Proto-Semitic is the hypothetical proto-language of the Semitic languages.



The earliest attestations of a Semitic language are in Akkadian, dating to ca. the 23rd century BC (see Sargon of Akkad) and Eblaite, but earlier evidence of Akkadian comes from personal names in Sumerian texts. Researchers in Egypt also claim to have discovered Canaanite snake spells that "date from between 3000 and 2400 B.C." [1].


Migration from Arabia into the fertile crescent has been a constant pattern of human movement in the Middle East since antiquity. As such, the Arabian peninsula has long been accepted as the original Semitic Urheimat by a majority of scholars.[2][3][4][5]Older theories positing Mesopotamia as the Semitic homeland were severely undermined by the identification of the non-Semitic Sumerian culture in Mesopotamia in the late 19th century, which is now generally believed to have predated the Semitic culture in Mesopotamia by many centuries.
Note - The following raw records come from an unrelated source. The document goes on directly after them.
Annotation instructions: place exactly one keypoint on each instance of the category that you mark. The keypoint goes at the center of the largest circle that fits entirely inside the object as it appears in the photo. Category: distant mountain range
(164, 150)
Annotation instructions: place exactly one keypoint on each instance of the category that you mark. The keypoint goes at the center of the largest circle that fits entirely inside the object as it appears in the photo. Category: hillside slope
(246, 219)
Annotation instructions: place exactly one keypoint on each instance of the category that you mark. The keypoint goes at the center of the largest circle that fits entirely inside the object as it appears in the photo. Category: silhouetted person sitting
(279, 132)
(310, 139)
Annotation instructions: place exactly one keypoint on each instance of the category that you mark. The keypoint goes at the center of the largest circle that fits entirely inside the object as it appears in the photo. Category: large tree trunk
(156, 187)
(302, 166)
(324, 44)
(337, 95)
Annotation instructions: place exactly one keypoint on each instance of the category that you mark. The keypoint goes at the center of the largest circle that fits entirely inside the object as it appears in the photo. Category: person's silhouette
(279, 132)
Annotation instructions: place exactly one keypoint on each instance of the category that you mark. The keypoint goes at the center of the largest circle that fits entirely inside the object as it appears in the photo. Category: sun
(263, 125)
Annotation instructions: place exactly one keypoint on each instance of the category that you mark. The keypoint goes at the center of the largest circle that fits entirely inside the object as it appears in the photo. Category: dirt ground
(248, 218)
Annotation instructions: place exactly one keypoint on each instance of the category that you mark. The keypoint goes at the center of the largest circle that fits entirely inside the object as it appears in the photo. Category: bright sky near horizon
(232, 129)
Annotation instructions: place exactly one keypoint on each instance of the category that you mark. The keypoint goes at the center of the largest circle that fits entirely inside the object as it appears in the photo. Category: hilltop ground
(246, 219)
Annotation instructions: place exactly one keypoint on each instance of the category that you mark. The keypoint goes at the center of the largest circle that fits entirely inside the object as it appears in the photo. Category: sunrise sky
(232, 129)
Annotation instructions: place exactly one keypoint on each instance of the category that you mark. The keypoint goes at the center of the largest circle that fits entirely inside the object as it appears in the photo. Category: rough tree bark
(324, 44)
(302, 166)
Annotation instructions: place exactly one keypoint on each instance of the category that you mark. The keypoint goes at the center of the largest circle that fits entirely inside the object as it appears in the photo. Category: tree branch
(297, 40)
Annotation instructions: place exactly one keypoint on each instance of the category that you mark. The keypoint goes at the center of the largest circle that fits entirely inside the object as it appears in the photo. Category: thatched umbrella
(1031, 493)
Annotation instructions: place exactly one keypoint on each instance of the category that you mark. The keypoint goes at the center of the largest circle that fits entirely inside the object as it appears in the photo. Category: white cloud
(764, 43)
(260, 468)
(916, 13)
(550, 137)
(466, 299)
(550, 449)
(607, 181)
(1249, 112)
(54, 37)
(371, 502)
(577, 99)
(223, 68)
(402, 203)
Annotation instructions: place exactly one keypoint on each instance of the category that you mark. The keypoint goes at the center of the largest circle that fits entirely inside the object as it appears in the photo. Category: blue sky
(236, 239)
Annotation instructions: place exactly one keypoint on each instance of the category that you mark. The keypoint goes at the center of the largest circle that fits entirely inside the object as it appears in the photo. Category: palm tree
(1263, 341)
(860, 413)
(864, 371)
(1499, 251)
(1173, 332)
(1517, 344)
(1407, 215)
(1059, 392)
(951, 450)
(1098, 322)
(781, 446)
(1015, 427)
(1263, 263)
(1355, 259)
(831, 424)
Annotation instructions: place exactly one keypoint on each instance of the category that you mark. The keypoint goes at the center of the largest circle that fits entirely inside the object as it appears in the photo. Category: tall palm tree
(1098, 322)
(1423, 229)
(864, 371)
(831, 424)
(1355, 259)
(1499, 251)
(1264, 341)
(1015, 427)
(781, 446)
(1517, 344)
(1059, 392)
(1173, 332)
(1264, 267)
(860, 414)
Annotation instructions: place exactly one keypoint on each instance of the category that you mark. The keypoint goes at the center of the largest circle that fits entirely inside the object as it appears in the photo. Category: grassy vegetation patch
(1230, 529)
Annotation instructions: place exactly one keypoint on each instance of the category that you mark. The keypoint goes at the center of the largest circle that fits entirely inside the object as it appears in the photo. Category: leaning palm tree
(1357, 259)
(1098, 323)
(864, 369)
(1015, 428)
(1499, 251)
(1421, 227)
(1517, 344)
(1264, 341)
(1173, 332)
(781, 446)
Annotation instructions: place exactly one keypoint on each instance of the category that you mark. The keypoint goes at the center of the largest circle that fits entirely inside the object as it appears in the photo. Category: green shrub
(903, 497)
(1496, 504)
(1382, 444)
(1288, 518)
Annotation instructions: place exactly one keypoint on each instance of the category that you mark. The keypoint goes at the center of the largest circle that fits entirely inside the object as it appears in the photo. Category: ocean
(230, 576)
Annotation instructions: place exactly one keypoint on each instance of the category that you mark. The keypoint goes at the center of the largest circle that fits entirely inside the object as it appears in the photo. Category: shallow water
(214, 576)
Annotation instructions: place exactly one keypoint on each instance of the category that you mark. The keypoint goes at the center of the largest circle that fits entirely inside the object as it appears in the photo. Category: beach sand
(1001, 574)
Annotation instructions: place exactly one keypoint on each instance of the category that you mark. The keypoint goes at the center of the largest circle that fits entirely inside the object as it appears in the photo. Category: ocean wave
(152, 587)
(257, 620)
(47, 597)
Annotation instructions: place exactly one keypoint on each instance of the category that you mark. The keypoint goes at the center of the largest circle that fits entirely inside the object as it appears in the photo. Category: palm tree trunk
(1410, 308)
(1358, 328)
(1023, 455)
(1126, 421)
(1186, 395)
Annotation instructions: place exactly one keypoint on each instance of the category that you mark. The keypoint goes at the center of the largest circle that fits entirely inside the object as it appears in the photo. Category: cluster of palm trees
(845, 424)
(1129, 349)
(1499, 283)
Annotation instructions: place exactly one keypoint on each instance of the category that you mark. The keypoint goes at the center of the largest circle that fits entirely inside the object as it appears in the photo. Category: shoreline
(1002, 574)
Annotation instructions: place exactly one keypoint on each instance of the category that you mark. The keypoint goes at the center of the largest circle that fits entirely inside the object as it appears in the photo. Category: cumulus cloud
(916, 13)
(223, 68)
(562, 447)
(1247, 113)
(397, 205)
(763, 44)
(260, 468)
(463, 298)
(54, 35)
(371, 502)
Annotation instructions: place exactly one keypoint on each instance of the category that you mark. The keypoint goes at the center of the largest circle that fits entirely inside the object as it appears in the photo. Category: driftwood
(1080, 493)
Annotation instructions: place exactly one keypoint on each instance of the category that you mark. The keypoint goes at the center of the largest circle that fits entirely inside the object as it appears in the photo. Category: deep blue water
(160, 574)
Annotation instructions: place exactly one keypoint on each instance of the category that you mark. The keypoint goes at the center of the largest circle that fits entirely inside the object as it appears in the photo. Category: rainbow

A mainstream view nowadays maintains that the first wave of Semitic-speakers infiltrated Mesopotamia in the first half of the third millennium BC. A second Amorite wave is generally believed to have followed around 2000 BC. This Amorite wave was responsible for emergence of the Old Babylonian Empire and of such urban centers in the west as Ugarit. An Aramean wave of migration towards the fertile crescent followed in the second half of the second millennium BC. The emergence of the Israelite nation in Canaan should have occurred around this time, although the origin of the Israelites remains a matter of debate. The Arab waves of migration toward the fertile crescent started in the last millennium BC and culminated in the 7th century CE with the great Islamic expansion, which by far surpassed all previous expansions, reaching a maximum extent from southern France to the borders of China.

The presence of a non-Semitic culture predating the Canaanites in Canaan has not been proven by archeology. However, a traditional account transmitted by many Greek historians and accepted unanimously in pre-modern times points to a Phoenician (Canaanite) origin in Mesopotamia, to which the Phoenicians had reportedly arrived from the Arabian shores of the Persian Gulf. Although many attempts have been made to discredit this entire story, it remains accepted by the highest living authority on the subject of Phoenicia.[6]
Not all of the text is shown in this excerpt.